The judge (Irving Kaufman) in the Rosenberg case was a Jewish man lest anyone suggest successfully that anti-Semitism was a motive for the prosecution. That judge's family had to move, I believe, to a log cabin in rural Vermont, for their safety during the trial because of threats. No one would have blamed Kaufman for begging off but that would have weakened the judiciary.
Two leading prosecutors of the Rosenbergs were also Jewish for probably similar reasons: Irving Saypol and Roy Cohn. The Stalinists threw every sort of attack at the government, the judge, the prosecutors, the prosecution witnesses, etc., but to no avail because these prosecutors and the judge had the backbone to vindicate judicial authority and the espionage laws of the United States. The younger defense attorney of a father and son team dropped dead at an early age not long after the trial with his exhaustion in the defense effort being a major cause. The defense lawyers were also a credit to the bar regardless of their ideology or motives.
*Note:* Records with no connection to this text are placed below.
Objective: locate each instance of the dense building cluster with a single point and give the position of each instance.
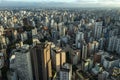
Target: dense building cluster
(60, 44)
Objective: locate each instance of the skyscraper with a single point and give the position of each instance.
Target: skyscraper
(58, 58)
(41, 62)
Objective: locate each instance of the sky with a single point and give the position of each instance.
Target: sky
(105, 1)
(77, 2)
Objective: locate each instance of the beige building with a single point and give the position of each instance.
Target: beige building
(58, 58)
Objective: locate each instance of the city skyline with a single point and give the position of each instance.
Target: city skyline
(68, 3)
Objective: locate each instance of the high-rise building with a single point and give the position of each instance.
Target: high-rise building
(98, 30)
(79, 38)
(84, 51)
(112, 43)
(21, 62)
(41, 61)
(66, 72)
(58, 58)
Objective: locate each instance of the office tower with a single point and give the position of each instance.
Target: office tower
(62, 30)
(41, 62)
(79, 38)
(112, 43)
(118, 46)
(1, 30)
(75, 56)
(58, 58)
(92, 47)
(97, 57)
(103, 75)
(1, 60)
(1, 63)
(84, 51)
(21, 62)
(98, 30)
(101, 43)
(66, 72)
(25, 22)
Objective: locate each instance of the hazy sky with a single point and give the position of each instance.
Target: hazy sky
(107, 1)
(79, 2)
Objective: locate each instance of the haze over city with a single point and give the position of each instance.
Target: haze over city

I seldom wish the ACLU well given its history but this suit against Treasury is a serious exception to my rule. They deserve credit for trying and MAJOR credit if they win. I do not see Stephen Breyer or Ruth Ginsberg siding with the government on this. If Sotomayor, Kagan or any other justice agrees with Obozo on this, their resignations should be submitted along with their opinions and they should be pilloried ina future book entitled: Profiles in Treason and Cowardice.
Bump for my education. Thanks.
Let's face it, none of us really give a darn about Awlaki personally; the interest is purely selfish. It's that if they can deny Awlaki his rights as a citizen without trial, without even charges, and just kill him based on a presidential order -- and even worse kill his 16 yr old son who was guilty of absolutely nothing -- then the same can be done to any of us when it's politically expedient.
What blows me away about all of this is that when you strip away all the rhetoric, there really is nothing unique about this situation with Islam. America has been here before -- with communism.
During the Cold War, we had communists infiltrating. Your references to the Rosenbergs was apt -- and when they were guilty of crime, we successfully prosecuted them and executed them. And yet, Americans rejected living in a police state to "protect us against communists". They rejected McCarthism when they saw it's excesses that persecuted people who just maybe, might have some "guilt by association", but who were really innocent. (One of those people was a friend of mine.) Today, we the sheeple seem to blindly accept it -- as long as they are after "the other guy and not me".
I desperately wish that Conservatives would get together and sponsor an ACLU equivalent, because Liberals should not have the only moral high ground on civil liberty issues. If anything, Obamacare and laws like this S1867 prove that.